CNT, chrysotile asbestos, imogolite [3], and many structures in biological systems are known to have tubular structures, resulting from anisotropic growth in one particular orientation. In the case of CNT, the presence of catalytic metal particles in the tubule formation appears to control a tubular morphology. In general, the formation of nanometer-scale tubular structures is caused mostly by molecular conformation of a building block unit or a total energy minimization of the tubular structure system.

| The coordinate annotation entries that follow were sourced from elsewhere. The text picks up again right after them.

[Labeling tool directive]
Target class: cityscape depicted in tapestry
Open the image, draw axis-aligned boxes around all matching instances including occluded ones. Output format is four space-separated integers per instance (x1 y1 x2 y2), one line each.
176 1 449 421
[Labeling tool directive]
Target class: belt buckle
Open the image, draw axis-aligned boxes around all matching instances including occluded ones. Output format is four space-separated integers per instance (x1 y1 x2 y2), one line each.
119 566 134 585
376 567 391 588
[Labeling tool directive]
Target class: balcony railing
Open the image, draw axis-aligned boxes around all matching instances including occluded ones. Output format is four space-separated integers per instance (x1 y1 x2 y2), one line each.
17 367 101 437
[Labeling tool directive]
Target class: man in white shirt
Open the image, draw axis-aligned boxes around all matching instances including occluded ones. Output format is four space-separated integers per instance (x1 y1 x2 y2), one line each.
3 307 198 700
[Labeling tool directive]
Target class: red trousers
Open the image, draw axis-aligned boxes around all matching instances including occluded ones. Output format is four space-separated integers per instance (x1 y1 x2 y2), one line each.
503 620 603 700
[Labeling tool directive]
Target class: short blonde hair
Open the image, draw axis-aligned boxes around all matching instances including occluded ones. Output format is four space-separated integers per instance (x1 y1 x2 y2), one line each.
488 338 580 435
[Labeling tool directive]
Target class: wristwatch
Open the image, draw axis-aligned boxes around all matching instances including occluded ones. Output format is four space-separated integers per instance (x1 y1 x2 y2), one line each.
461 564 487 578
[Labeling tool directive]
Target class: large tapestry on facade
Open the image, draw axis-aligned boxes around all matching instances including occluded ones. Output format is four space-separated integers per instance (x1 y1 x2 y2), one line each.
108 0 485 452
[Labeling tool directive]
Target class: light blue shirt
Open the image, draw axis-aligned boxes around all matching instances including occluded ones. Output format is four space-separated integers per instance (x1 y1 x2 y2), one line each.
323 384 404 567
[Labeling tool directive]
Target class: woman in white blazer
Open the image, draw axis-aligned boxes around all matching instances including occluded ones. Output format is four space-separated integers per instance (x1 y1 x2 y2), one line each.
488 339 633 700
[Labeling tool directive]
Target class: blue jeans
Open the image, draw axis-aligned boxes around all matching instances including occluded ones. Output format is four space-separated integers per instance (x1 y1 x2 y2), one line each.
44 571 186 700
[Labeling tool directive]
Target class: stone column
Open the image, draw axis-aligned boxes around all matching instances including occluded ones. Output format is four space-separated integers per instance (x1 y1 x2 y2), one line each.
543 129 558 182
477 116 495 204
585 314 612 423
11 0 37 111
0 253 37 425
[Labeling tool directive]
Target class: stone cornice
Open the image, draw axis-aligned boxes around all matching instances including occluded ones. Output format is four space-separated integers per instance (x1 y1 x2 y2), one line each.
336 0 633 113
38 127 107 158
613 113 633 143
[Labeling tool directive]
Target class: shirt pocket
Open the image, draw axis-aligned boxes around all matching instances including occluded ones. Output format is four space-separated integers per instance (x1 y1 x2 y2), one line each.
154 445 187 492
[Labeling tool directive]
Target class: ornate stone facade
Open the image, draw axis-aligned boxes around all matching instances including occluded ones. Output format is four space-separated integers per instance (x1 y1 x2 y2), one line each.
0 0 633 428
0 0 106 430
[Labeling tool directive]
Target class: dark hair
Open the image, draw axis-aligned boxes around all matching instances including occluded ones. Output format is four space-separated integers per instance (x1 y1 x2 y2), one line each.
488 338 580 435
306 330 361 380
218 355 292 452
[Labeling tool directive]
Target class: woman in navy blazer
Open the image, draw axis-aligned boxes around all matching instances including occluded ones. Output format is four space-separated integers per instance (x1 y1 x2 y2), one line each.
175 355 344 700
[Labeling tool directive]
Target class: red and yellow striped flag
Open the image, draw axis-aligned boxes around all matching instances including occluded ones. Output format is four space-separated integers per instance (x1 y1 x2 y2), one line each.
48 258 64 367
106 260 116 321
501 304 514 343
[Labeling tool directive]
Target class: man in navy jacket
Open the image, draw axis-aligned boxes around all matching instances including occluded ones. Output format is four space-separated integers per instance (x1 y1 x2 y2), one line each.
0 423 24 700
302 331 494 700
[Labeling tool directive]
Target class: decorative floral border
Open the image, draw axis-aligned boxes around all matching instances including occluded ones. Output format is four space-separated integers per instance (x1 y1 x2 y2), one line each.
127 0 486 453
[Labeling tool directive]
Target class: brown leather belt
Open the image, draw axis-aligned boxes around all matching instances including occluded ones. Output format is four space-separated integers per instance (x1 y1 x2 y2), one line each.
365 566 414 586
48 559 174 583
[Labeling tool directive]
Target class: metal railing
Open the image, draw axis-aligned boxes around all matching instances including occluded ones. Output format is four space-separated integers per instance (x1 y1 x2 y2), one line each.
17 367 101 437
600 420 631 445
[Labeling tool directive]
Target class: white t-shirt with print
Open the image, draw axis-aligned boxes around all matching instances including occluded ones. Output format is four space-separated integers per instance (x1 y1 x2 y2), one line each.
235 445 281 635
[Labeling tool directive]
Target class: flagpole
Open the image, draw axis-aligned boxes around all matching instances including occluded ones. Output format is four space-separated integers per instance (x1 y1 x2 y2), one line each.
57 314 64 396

We have recently examined aluminum oxy-hydroxide gamma-AlOOH, boehmite, which has been known to form into a variety of morphologies from a fibril, low-dimensional sheet, platelets, to bulk crystal, depending on a synthesis process. One of them is a quasi-one-dimensional fibril structure, which grows in an aqueous solution as a sol form. We have studied detailed morphology of this fibril boehmite and found that the fibril grows selectively parallel to the c-axis and does not form in a tubular structure but a nanometer-sized ribbon [4]. Electronic energy band gaps of such a ribbon have been studied and showed interesting size-dependent band gaps [5]. The growth was not promoted by a particular catalytic substance so that such an anisotropic growth should be originated from the boehmite structure itself and surroundings.
- Iijima, Nature, 345, 56-58 (1991).
- Iijima, J. Appl. Phys., 42, 5891-5893 (1971).
- Wada et al., Amer. Mineral., 54, 50 (1969).
- Iijima et al., PNAS, 113, 11759-11764 (2016).
- M. Toyoda & S. Saito,private communication 2017.